One major focus of all the criticism directed against No Child Left Behind is the fact that it makes excessive demands on students, teachers, and schools, without providing the necessary federal funding to implement all its directives and achieve its goals. To that, I say, hooray for lack of funding. That's the best part of the whole NCLB package. It's such destructive legislation we can only hope it will never be funded enough to achieve its ends.
Typical criticism (I could quote many many more): "No Child Left Behind attempted to curtail the problem [narrowing the achievement gap], but simply continued the administrative trend of over-mandating and under-funding initiatives." Narrowing the achievement gap is, of course, what we all want. (Actually, I want the achievement gap eliminated, but that's another story for another day.) And of course, as a teacher I'm all for increased pay for teachers, which presumably would trickle down from increased funding for NCLB in general.
But let's imagine for a moment what a fully-funded NCLB means: as more resources are poured into the tested subjects ("math" and "reading"), funds will be pulled out of non-tested subjects. We have already seen that time is being taken away from non-tested subjects--everything from kindergarten naps and elementary school recesses to music, art, and social studies is being cut to the bone to make time for teaching to the math and reading tests. Now, as money for these programs continues to dry up, more time and resources will be spent on testable stuff, such as reading and math.

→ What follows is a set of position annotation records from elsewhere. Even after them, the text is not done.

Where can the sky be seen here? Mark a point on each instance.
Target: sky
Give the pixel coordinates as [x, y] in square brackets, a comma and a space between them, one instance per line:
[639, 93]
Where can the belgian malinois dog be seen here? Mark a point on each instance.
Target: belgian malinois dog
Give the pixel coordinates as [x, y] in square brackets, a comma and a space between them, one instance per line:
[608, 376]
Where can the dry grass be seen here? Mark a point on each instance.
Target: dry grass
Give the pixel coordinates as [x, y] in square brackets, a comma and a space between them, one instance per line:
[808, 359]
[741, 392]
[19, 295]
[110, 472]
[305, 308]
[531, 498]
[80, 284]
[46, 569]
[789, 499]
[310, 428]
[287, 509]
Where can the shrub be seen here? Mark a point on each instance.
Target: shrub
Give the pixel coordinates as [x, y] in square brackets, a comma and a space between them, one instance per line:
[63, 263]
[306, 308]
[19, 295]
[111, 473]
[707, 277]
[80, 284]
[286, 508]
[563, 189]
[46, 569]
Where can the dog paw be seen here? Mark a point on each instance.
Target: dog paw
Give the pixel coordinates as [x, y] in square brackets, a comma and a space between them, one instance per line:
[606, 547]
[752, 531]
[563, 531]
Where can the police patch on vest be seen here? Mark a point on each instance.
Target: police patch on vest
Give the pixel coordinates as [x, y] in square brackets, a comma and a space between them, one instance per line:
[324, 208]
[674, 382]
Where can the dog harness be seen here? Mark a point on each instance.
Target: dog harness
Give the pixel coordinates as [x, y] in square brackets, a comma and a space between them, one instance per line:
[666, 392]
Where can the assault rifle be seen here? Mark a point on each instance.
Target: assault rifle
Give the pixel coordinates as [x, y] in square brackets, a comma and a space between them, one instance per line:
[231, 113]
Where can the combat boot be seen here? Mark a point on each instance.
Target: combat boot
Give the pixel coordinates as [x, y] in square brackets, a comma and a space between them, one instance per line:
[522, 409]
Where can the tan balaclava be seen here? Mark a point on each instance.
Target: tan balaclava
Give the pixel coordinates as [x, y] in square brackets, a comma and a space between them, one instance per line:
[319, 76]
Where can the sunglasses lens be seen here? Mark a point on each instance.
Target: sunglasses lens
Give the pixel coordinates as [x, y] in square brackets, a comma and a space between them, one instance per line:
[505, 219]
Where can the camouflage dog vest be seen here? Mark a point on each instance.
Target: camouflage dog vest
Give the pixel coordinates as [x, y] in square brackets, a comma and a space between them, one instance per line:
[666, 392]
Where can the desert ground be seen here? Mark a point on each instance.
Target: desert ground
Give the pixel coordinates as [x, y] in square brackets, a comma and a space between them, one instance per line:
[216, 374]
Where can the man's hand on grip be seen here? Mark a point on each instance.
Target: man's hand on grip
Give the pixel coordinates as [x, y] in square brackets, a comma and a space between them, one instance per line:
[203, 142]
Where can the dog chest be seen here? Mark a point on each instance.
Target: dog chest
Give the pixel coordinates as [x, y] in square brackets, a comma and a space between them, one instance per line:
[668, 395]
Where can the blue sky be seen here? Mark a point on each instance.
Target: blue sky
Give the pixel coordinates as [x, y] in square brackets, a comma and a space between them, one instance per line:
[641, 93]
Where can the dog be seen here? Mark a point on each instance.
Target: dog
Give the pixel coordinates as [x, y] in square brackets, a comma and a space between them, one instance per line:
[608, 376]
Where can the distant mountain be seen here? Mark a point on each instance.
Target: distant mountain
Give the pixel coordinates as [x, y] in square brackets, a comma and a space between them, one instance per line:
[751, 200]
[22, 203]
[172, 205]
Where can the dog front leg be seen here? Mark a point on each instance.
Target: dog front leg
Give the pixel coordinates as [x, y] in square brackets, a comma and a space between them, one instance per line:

Of course, it's not testable--it just gives the vote-grabbing illusion of being testable. A score on invalid current tests of reading and math is meaningless, but it seems to mean something, and the politicians currently hawking NCLB use these meaningless scores to create votes for themselves, giving the illusion that they are doing something. "Accountability," they call it, and it's a "god-word" that masks the control over curriculum and education Washington is trying to establish.
The illusion of testability, the reliance on test scores as if they meant something, is one of the most dangerous aspects of NCLB that threatens to spread beyond education and into society in general. Of course, the American public is already overly-enamored of test scores (look at the almost unquestioned trust in SAT scores today, and the previously unquestioned trust in now discredited IQ scores. SAT scores are well on their way to becoming discredited as well.). The reduction of American education to that which can be simple-mindedly measured will only be furthered if NCLB is fully funded.
Much of Daniel Pink's recent work deals with the skills that future citizens will need to have. In A Whole New Mind he shows that left-brained abilities (the kinds of tasks which can be reduced to rote or automation or algorithm) were valuable in the Industrial Age and even the early parts of the Information Age, but that right-brained abilities are crucial to success in the 21st century. He notes "Six Senses" of right-brained thinking:
- Design (by which he means the holistic and emotional apprehension and manipulation of space and objects),
- Story,
- Symphony (synthesis not analysis),
- Empathy,
- Play,
- Meaning ("not just accumulation").
Not one of these can be tested, nor can "mastery" of any one of these be demonstrated by tests. Yet these are exactly the skills and types of thinking and activities that are being dumped by NCLB. Fully fund the NCLB, and you relegate our children to a nineteenth-century skillset in the 21st century.